Che Guevera’nın arkadaşlarından Regis Debray; “Blue-jeanların ve rock’n roll’un gücü, tüm bir kızıl ordunun gücünden fazla” demekle yumuşak gücün ne denli etkin olduğuna dikkat çekmiştir.[4] Medya eleştirmeni Todd Gitlin’e göre; “Amerikan kitle medyası küresel bir çekim yaratıyor, çünkü mutluluğun devamlı olmadığı bir eğlence kültürünü yansıtıyor.”[5] Antonio Gramsci’ye göre ‘yumuşak güç’, ‘hegemonya’, ‘lider’ arasında özel bir ilişki vardır: “Yumuşak güç uluslararası ilişkilerde daha çok liderlik ve hegemonya kavramları ile birlikte kullanılıyor… Sistemin lideri düzeni kurarken kendi kullanmış olduğu dilin diğer aktörlerin diline tekabül etmesi lazım. O yüzden de hegemonya, güç artı rıza olarak tanımlanıyor... Rıza temelinde hareket etmeyen, yani kendi diliyle düzenin diğer aktörleri arasında bir tekabüliyet kurmayan bir liderlik anlayışı zaten hegemonik olamıyor. Sadece baskıcı ve güç temelli olabiliyor. O yüzden de hegemonyanın oluşturucu temel referansı, rızanın oluşturulması yani liderin kendi çıkarlarına dönük dili sanki düzenin çıkarınaymış gibi lanse etmesi ve düzeni oluşturan diğer aktörlerin bunu kabul etmeleri gerekiyor.”[6]

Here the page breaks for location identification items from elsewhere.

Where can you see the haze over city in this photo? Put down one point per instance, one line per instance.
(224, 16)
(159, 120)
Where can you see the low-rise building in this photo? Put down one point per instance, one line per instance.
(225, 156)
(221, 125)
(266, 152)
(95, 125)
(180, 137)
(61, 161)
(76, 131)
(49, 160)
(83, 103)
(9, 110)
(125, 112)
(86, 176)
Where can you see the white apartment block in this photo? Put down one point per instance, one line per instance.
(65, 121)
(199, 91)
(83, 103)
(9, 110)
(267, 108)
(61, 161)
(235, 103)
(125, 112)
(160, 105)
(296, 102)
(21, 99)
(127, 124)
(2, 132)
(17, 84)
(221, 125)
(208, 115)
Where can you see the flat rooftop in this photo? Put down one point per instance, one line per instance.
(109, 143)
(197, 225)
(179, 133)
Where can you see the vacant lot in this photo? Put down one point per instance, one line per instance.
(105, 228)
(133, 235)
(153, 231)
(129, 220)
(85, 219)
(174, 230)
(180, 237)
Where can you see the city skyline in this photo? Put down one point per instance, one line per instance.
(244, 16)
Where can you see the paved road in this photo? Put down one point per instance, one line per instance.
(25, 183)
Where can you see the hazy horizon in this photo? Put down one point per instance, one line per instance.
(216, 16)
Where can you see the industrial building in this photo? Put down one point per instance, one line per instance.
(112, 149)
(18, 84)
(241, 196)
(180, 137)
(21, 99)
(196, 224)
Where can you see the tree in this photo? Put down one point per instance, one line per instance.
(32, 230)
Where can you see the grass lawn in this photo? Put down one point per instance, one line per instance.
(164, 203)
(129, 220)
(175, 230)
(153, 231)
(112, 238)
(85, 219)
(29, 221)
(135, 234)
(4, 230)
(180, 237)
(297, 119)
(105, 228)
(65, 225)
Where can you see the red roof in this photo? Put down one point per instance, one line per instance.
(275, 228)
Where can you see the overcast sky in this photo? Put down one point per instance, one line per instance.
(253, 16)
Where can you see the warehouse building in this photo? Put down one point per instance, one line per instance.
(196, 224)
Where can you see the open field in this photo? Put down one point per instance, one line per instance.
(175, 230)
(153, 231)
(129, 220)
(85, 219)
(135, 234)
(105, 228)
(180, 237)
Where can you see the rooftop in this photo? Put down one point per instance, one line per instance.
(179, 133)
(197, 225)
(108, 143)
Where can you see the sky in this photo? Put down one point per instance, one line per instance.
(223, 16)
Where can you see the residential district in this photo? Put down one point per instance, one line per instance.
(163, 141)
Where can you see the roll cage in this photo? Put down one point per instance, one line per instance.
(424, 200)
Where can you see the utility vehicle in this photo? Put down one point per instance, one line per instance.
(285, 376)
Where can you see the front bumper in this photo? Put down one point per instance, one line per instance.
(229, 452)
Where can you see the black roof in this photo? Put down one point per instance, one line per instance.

Johu Arquilla ve David Ronfeldt, 1992 yılında, ABD’nin yumuşak güç kullanımı ile ilgili iki aşamalı bir politika önermişlerdir: “İlk aşamada Amerika’nın evrensel değerlerinin büyüleyiciliğine kapılabilecek bir ruh hâli yaratmak. Daha sonra bu değerler üstünden Amerikan ideolojilerinin benimsenmesine uygun bir ortam oluşturmak.”[7]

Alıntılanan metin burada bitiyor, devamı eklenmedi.